Enlightenment from electrochemistry

To get past this hurdle, the researchers drew on an unlikely source—electrochemistry—likening how caffeine and other molecules dissolve out of coffee grounds to how lithium ions move through the electrodes of a battery.

Borrowing modelling methodologies from battery work led to a rigorous coffee extraction model capable of making powerful and testable predictions.

Boosting the extraction yield through one or more of the routes illustrated by the model could also lead to economic gains for cafes and to sustainability benefits for the coffee industry as a whole.

For example, at the current price of roasted coffee beans, dropping the mass of dry coffee from 20 grams to 15 grams per beverage would add up to savings of a few thousand dollars per year for a small cafe. This would extend to US$1.1bn per year if scaled up to the whole US coffee industry.

We can achieve the same result with 15 grams of coffee. It’s the same extraction yield and basically the same strength as well​,” said Cameron.

What the mathematical model has also shown us very clearly is the majority of your espresso extracts in seconds—even sub-seconds. The remaining brew time is essentially dilution​.”

Being more efficient with coffee bean usage would also reduce waste at a time when coffee supply is under threat from changing climate in historic production areas.
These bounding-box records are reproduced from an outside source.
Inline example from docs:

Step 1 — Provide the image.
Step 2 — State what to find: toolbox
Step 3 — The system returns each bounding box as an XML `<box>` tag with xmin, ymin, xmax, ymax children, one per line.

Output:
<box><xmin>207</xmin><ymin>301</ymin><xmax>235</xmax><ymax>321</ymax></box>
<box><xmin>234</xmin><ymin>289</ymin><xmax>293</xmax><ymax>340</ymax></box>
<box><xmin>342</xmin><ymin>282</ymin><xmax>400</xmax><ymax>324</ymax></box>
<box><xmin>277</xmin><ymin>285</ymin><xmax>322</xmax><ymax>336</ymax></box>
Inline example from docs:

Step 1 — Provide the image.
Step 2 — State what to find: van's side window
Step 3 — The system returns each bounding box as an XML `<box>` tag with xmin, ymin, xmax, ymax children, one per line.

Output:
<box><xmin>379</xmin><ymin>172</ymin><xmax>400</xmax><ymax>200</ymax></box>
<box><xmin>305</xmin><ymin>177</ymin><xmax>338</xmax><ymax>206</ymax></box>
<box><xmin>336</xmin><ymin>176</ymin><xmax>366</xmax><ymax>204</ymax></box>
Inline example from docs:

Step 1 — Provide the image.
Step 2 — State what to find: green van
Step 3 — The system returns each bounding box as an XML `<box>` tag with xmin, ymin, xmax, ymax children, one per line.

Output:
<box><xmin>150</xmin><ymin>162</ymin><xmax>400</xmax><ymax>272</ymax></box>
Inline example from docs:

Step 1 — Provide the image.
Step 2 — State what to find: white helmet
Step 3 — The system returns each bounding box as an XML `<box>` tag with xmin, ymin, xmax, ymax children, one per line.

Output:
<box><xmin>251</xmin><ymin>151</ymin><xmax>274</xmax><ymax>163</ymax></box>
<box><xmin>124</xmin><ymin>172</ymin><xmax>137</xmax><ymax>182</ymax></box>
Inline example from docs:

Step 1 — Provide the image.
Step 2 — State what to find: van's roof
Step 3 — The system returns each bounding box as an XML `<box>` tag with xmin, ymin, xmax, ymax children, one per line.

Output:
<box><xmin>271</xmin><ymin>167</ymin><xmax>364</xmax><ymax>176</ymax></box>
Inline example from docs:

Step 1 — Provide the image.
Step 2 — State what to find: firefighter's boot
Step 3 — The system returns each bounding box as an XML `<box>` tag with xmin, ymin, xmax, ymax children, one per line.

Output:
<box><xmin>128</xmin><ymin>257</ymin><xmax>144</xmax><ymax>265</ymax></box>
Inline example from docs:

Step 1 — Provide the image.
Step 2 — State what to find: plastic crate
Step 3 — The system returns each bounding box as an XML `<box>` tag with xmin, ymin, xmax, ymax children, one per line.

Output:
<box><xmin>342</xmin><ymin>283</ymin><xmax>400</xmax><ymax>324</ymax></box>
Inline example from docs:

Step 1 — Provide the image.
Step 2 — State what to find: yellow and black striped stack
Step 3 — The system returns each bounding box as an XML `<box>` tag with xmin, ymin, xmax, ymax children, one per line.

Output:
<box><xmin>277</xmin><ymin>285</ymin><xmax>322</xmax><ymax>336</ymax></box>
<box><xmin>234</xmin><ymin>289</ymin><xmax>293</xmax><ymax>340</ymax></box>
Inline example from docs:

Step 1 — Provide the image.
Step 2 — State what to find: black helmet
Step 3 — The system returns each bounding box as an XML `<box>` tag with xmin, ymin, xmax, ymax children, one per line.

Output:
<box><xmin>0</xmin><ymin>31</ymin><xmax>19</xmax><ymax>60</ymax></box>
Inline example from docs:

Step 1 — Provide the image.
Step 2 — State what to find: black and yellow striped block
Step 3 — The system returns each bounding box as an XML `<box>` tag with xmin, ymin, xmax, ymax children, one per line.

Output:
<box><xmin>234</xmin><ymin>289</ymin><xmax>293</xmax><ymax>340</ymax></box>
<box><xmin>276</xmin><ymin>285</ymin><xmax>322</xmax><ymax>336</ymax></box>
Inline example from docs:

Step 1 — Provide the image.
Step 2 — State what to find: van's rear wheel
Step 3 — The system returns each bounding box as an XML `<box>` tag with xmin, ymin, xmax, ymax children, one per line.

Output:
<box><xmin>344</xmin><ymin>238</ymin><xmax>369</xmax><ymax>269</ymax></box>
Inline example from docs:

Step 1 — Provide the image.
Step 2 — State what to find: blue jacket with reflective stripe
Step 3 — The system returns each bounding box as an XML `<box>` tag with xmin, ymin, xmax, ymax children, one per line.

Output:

The researchers stress, however, that their results do not purport to reduce all of espresso making down to a single set of brewing conditions or to a lone flavour profile.

"Though there are clear strategies to reduce waste and improve reproducibility, there is no obvious optimal espresso point​," says Hendon.

"There is a tremendous dependency on the preferences of the person producing the coffee; we are elucidating the variables that they need to consider if they want to better navigate the parameter space of brewing espresso​."